Immigration has a substantial effect on the incidence of TB, so immigrants and refugees bound for the United States are required to have overseas TB screening. Before 2007, a smear-based algorithm that could not diagnose smear-negative/culture-positive TB was used to screen this population. Since then, the Centers for Disease Control and Prevention revised the screening strategy to use a more inclusive culture-based algorithm. Researchers reviewed health records to determine the increase of smear-negative/culture-positive TB cases diagnosed overseas between 2007 and 2012 and compared that figure with the decline of reported TB cases among foreign-born persons within one year after arrival in the United States.
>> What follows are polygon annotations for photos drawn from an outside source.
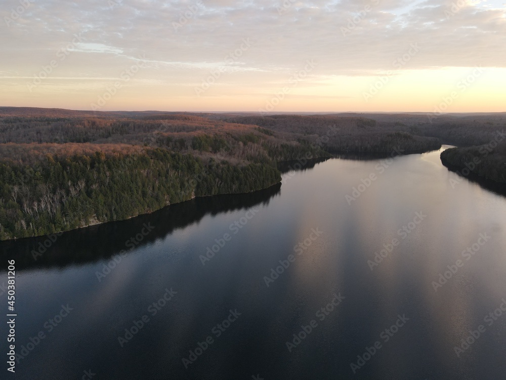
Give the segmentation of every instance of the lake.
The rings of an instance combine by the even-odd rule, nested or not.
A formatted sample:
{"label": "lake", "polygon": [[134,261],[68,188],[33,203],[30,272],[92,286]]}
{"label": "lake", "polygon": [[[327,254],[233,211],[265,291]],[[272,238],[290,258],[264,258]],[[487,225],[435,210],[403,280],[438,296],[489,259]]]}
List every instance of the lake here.
{"label": "lake", "polygon": [[0,243],[16,378],[504,378],[506,198],[440,153]]}

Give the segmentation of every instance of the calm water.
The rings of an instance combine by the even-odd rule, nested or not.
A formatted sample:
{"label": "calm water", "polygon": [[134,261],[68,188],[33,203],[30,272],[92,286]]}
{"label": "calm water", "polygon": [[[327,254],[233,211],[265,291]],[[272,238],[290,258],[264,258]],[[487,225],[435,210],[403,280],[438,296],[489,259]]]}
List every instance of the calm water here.
{"label": "calm water", "polygon": [[44,336],[16,378],[506,377],[506,198],[458,182],[439,152],[285,176],[65,234],[36,261],[45,238],[2,243],[16,260],[18,353]]}

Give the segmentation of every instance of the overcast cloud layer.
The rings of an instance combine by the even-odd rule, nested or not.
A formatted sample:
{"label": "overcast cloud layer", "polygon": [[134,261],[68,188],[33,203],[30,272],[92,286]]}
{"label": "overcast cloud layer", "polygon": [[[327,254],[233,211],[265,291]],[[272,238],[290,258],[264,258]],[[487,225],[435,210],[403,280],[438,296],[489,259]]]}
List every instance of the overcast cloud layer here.
{"label": "overcast cloud layer", "polygon": [[[504,68],[504,2],[7,0],[0,88],[27,91],[27,81],[53,59],[58,67],[27,96],[70,83],[100,91],[141,58],[138,84],[187,87],[189,96],[220,67],[228,77],[216,88],[243,83],[260,93],[313,60],[313,85],[325,86],[335,75],[396,70],[395,60],[413,46],[417,53],[402,69]],[[250,47],[230,55],[244,41]]]}

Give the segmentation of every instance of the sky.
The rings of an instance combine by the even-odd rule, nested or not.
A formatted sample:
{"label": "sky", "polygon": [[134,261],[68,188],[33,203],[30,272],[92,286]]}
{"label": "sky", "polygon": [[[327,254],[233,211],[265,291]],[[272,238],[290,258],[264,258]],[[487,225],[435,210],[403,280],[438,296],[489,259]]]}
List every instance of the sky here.
{"label": "sky", "polygon": [[3,0],[0,106],[506,111],[506,0]]}

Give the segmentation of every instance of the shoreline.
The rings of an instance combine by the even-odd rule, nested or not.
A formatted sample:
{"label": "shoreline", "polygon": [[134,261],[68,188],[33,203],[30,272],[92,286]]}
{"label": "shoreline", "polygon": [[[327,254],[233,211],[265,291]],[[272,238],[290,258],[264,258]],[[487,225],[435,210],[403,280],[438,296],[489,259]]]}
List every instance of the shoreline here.
{"label": "shoreline", "polygon": [[[423,154],[423,153],[428,153],[429,151],[432,151],[433,150],[437,150],[437,149],[430,149],[430,150],[424,150],[423,151],[421,151],[421,152],[420,152],[420,151],[402,152],[402,154],[400,154],[400,155],[398,155],[398,155],[395,155],[394,157],[398,157],[399,156],[407,156],[407,155],[411,155],[411,154]],[[368,160],[368,159],[373,159],[373,158],[372,157],[372,156],[377,155],[383,155],[384,153],[384,152],[373,152],[373,152],[357,152],[357,153],[348,152],[348,153],[349,154],[350,154],[350,155],[360,155],[360,156],[361,156],[361,157],[357,158],[356,159],[359,159],[359,160],[360,160],[360,159]],[[311,168],[312,167],[314,167],[314,166],[316,164],[319,163],[319,162],[323,162],[324,161],[326,161],[326,160],[328,160],[329,159],[332,158],[345,159],[345,158],[344,158],[344,157],[339,157],[338,156],[336,156],[336,155],[335,155],[335,154],[332,154],[332,153],[330,153],[329,152],[329,154],[330,155],[329,156],[321,156],[321,157],[315,157],[314,158],[312,158],[311,159],[307,160],[305,164],[302,165],[302,167],[300,169],[298,169],[298,170],[304,170],[304,169],[308,169],[308,168]],[[388,155],[387,155],[386,156],[380,157],[376,157],[375,158],[386,158],[390,157],[391,156],[392,156],[392,153],[390,153],[388,154]],[[353,159],[351,158],[351,159]],[[290,164],[293,163],[297,163],[297,162],[299,162],[299,161],[298,161],[298,160],[291,160],[291,161],[280,161],[280,162],[277,163],[277,164],[276,164],[276,168],[282,174],[284,172],[283,169],[284,169],[285,170],[286,170],[286,167],[287,165],[289,165]],[[276,186],[277,185],[279,185],[280,184],[281,184],[282,182],[282,178],[278,182],[277,182],[275,183],[273,183],[273,184],[271,184],[270,185],[269,185],[269,186],[267,186],[266,187],[263,188],[260,188],[260,189],[257,189],[257,190],[253,190],[253,191],[249,191],[249,192],[242,192],[242,193],[224,193],[224,194],[214,194],[214,195],[199,196],[198,196],[198,197],[194,196],[192,198],[190,198],[189,199],[186,199],[186,200],[185,200],[181,201],[181,202],[175,202],[174,203],[171,203],[171,204],[167,205],[163,207],[161,207],[160,208],[158,208],[158,209],[157,209],[156,210],[150,210],[148,212],[145,212],[145,213],[142,213],[138,214],[137,215],[133,215],[132,216],[130,216],[130,217],[129,217],[128,218],[124,218],[124,219],[118,219],[118,220],[108,220],[107,221],[100,222],[100,221],[98,221],[97,220],[96,218],[95,218],[93,222],[90,223],[90,224],[86,224],[85,225],[83,225],[83,226],[80,226],[80,227],[78,227],[77,228],[73,228],[73,229],[70,229],[70,230],[64,230],[64,231],[57,231],[57,232],[56,232],[54,233],[54,234],[65,234],[65,233],[67,233],[67,232],[70,232],[71,231],[78,231],[78,230],[83,230],[83,229],[87,229],[87,228],[89,228],[89,227],[93,227],[94,226],[99,225],[101,225],[101,224],[106,224],[106,223],[114,223],[114,222],[119,222],[119,221],[124,221],[124,220],[130,220],[130,219],[134,219],[135,218],[136,218],[136,217],[139,217],[139,216],[143,216],[143,215],[149,215],[149,214],[152,214],[153,213],[155,212],[156,211],[159,211],[160,210],[163,210],[163,209],[166,208],[167,207],[170,207],[172,205],[181,204],[182,203],[184,203],[185,202],[189,202],[190,201],[191,201],[192,200],[195,199],[196,198],[206,198],[216,197],[217,196],[222,196],[222,195],[240,195],[241,194],[242,194],[242,195],[244,195],[244,194],[249,194],[254,193],[256,193],[256,192],[261,192],[261,191],[265,191],[265,190],[267,190],[267,189],[268,189],[269,188],[271,188],[272,187],[273,187],[274,186]],[[1,243],[3,242],[19,241],[22,240],[23,239],[32,239],[33,238],[40,238],[40,237],[44,237],[44,236],[51,236],[52,235],[53,235],[53,234],[50,234],[40,235],[34,235],[33,236],[23,237],[19,237],[19,238],[15,237],[15,238],[12,238],[12,239],[6,239],[6,240],[0,240],[0,243]]]}

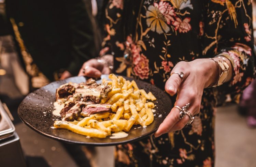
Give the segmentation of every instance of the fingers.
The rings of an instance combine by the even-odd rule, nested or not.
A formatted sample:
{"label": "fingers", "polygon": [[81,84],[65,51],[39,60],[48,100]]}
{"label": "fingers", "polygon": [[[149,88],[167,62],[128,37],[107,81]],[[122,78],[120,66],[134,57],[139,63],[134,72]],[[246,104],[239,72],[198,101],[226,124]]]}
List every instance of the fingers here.
{"label": "fingers", "polygon": [[[187,65],[186,62],[181,62],[177,63],[172,70],[171,75],[165,84],[165,91],[171,96],[177,93],[183,80],[184,80],[189,75],[189,72],[186,71],[184,66]],[[182,78],[178,74],[183,72],[184,75]]]}
{"label": "fingers", "polygon": [[84,63],[78,74],[79,76],[97,78],[100,77],[104,63],[97,59],[90,59]]}
{"label": "fingers", "polygon": [[155,133],[155,136],[157,137],[162,134],[169,132],[172,126],[179,120],[180,110],[175,107],[174,107],[159,126],[158,129]]}
{"label": "fingers", "polygon": [[[182,94],[181,95],[183,95]],[[188,102],[190,102],[191,99],[188,96],[182,95],[181,97],[180,98],[178,96],[175,105],[182,108],[182,107],[189,103]],[[159,136],[162,134],[170,132],[173,127],[180,121],[180,110],[178,108],[176,107],[173,108],[170,113],[159,126],[155,134],[155,136]]]}
{"label": "fingers", "polygon": [[[182,89],[179,92],[175,105],[182,108],[186,104],[189,103],[190,105],[187,109],[188,111],[192,116],[197,114],[200,110],[201,101],[200,97],[201,96],[200,96],[199,94],[198,96],[193,90],[189,91],[192,88],[187,87],[185,89],[183,88],[183,86],[181,87]],[[190,93],[188,93],[188,92]],[[155,133],[155,136],[156,137],[164,133],[181,130],[186,126],[190,117],[186,114],[184,118],[180,120],[180,109],[176,107],[172,109],[170,113],[160,125]]]}
{"label": "fingers", "polygon": [[86,76],[88,77],[97,78],[100,77],[101,73],[98,70],[93,67],[86,66],[80,70],[79,76]]}

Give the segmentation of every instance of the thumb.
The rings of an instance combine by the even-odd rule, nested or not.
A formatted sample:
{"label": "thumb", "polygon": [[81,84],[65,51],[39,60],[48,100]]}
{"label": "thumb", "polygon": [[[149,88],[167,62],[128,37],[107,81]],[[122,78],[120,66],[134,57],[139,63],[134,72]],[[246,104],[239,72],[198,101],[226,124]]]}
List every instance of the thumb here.
{"label": "thumb", "polygon": [[[179,73],[181,74],[181,73],[182,72]],[[185,75],[183,73],[182,74],[183,74],[182,78],[180,76],[179,74],[172,72],[171,74],[171,76],[165,83],[165,91],[171,96],[173,96],[176,94],[183,79],[185,79]]]}
{"label": "thumb", "polygon": [[[83,70],[84,72],[83,71]],[[101,75],[101,72],[99,70],[91,66],[86,66],[84,69],[81,69],[78,75],[79,76],[98,78]]]}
The data showed that the increased annual number of TB cases detected in immigrants and refugees closely matched in magnitude a decrease in the number reported TB cases, suggesting that the culture-based algorithm effectively reduced TB incidence.
Study: Effect of a Culture-Based Screening Algorithm on Tuberculosis Incidence in Immigrants and Refugees Bound for the United States: A Population-Based Cross-sectional Study, Y. Liu, D.L. Posey, M.S. Cetron, and J.A. Painter, Annals of Internal Medicine, doi: 10.7326/M14-2082, published 16 March 2015.